The crossing took 9 hours. I recommend staying close to the border the day before you cross to get an early start, and because the roads are terrible. 58 minutes to go 12.5km from Timure to the border.
Make sure you get your Carnet stamped at customer in Timure.
They close the border between 1300 - 1430 hrs for lunch. Nothing happens. The Gates on the bridge are closed and padlocked.
Once through the Nepalese side, you will need your guide for the Chinese side. It makes a huge huge difference having the guide to assist.
Be aware - The Chinese will ask you if you have any maps. They are looking for Chinese maps with Taiwan on it. If you do, they will confiscate this map. They are very ‘precious’ on this.
The roads on the Chinese side are very good.
Making our way to Kyirong through the mtns was just spectacular and breath-taking.
Note: Internet and connecting with the outside world in China is incredibly limited in China. Our accounts were closed down. We had to carefully use a VPN, to have any contact outside of China.
Each night at the hotel or entry into a place, you will need to have your passport with you and show it. They will take a photo of it. Also on the roads, in cities, there are cameras every 100m. On some open roads, there are cameras every 1 km. Get used to being photographed and having your car photographed.

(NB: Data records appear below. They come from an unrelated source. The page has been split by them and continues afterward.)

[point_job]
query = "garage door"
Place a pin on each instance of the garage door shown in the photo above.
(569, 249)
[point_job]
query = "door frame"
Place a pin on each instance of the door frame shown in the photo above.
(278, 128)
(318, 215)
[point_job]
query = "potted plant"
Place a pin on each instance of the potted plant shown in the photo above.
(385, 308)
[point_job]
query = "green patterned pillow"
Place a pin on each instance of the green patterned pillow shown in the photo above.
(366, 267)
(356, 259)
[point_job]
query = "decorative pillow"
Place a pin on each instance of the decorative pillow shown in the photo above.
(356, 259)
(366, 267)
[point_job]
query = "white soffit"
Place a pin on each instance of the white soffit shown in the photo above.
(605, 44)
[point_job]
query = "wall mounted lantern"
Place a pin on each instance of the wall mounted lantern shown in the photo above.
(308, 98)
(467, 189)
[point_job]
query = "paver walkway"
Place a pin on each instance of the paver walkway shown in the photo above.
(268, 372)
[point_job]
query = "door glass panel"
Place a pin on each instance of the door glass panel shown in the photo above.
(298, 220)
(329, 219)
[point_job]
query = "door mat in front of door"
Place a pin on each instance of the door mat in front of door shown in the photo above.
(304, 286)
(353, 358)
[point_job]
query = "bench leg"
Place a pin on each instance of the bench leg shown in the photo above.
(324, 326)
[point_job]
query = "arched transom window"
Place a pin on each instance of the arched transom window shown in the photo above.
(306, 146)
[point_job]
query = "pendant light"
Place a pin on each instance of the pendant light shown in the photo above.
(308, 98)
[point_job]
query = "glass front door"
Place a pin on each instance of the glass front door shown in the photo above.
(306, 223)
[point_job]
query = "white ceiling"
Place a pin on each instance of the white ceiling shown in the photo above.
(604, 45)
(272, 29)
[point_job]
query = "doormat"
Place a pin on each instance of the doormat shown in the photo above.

Drivers Licence and Temporary Car Rego
Your guide will help you get this at Shigatse if you come in from the west side. It is a
MUST. Don’t try and drive without either of these items. At toll booths toward the east you will be asked to produce both. If you don’t have them, you go nowhere.

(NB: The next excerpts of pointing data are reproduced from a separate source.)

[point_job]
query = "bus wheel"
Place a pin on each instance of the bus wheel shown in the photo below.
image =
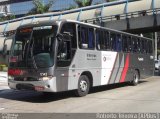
(83, 86)
(135, 80)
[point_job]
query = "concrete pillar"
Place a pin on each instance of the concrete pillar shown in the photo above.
(155, 45)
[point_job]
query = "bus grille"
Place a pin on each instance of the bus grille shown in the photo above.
(25, 87)
(25, 79)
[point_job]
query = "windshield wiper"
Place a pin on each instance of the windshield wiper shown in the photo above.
(32, 57)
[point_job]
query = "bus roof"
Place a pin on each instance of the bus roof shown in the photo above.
(52, 22)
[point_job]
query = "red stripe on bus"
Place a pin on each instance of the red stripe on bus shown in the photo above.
(125, 69)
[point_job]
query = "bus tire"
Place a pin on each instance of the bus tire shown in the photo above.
(136, 78)
(83, 86)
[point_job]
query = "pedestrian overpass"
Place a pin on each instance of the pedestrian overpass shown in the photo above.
(124, 15)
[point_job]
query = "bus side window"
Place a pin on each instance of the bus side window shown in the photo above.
(86, 38)
(135, 45)
(129, 40)
(106, 37)
(91, 38)
(138, 45)
(113, 41)
(142, 45)
(118, 43)
(98, 39)
(150, 47)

Getting these items was another 8-9 hours in Shigatse as they do all the checks on you and the car.
I used the time to go to Toyota Shigatse and get my car checked and serviced. (We are driving a 2021 Rav4 hybrid) They were brilliant and didn’t charge us for the service. It was their welcome gift, to China they said.

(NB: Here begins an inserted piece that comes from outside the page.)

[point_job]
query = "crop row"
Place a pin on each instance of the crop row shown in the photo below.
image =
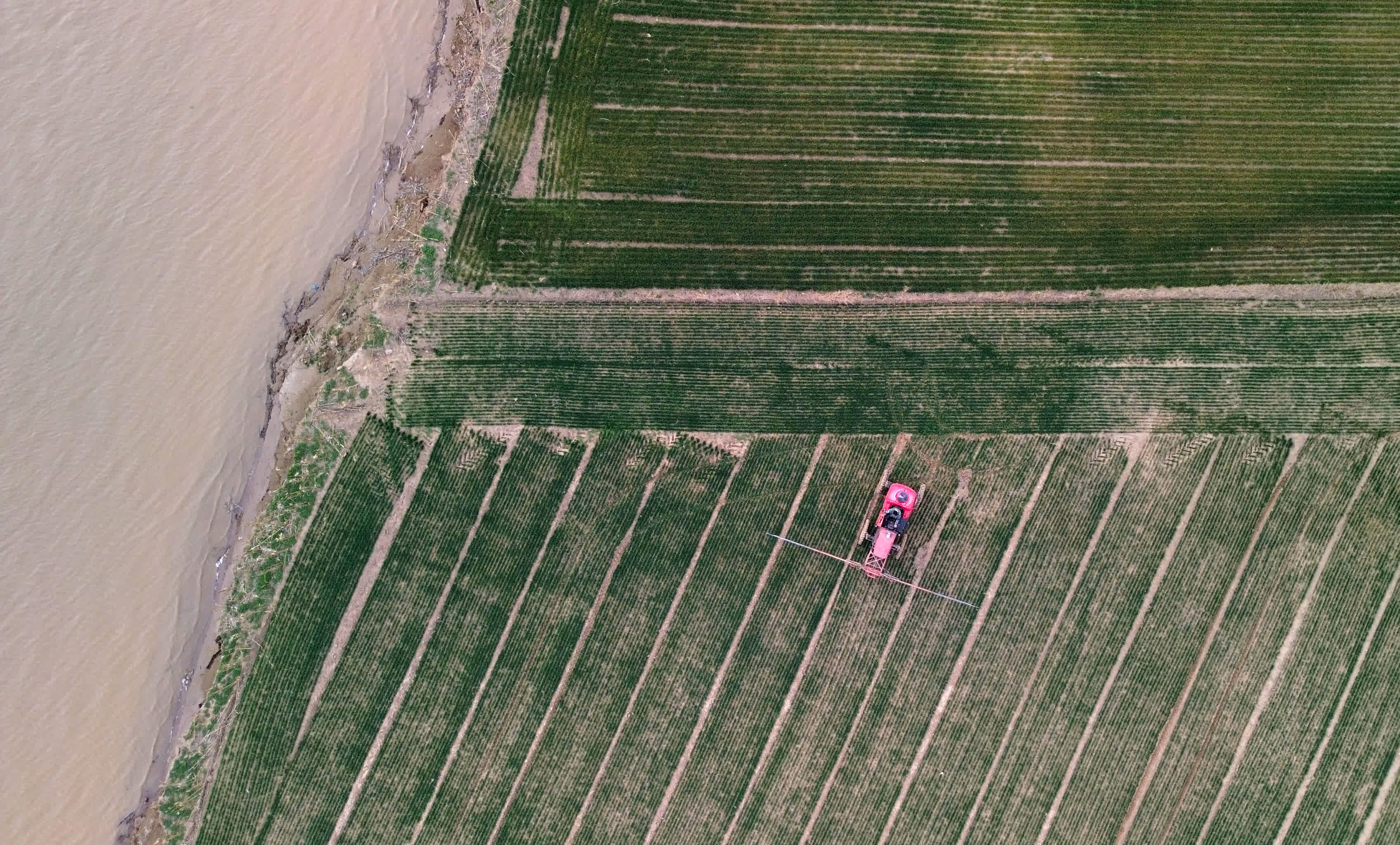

NOTE: They reduced the tyre pressure from 35psi to 25psi. When I asked why it was due to the high altitude. We were about 4000m. Be aware of this requirement so you look after your tyres.
Moving across Tibet/China is relatively hassle free, The roads are good, but be aware, when you stop, or are at your residence for the night you will be stared at and your personal space invaded because the Chinese and Tibetans are curious. With a foreign number plate, they will look inside your car without being invited. They are not being rude, just curious - although it does grate. You will be treated like a minor celebrity. Flow with it.
The normal question you will be asked is, “Where you from?”
Having crossed Tibet and China, we made for the Mengla border with China and Laos.
This was pretty hassle free. Just ensure your guide has the required paperwork for the border crossing, otherwise you waste hours waiting for it.
Be aware - the border closed from 1130 - 1430 hrs for ‘lunch.’ Get there early and get through. As of Aril. Opening time was 080 hrs. Laos side is 0730 hrs. You go back an hour entering Laos.
The journey
It is absolutely worth going through Tibet with a Tibetan guide. For us E.B.C. and Mt Everest, both at Base Camp and then looking at the Himalayas from the Pangla pass (after 97 switch-backs) was a highlight.
Be aware - of altitude sickness. We struggled to breath at times and needed oxygen. Use it, it makes the trip more enjoyable.
Be aware - The amount of dangerous overtaking has to be seen to be believed. We travelled during the day with our spotlights and headlights on full. It’s the only way to stop the stupidity of it, as they possibly thought we were closer than we were with the beams of spotlights piercing toward them.
And then at roadworks when there is a long long line of traffic, they pull out to get in front of as many cars as possible. That then causes traffic jam and everything becomes gridlocked. It is just ridiculous, dangerous and so so selfish. We had several “near misses.”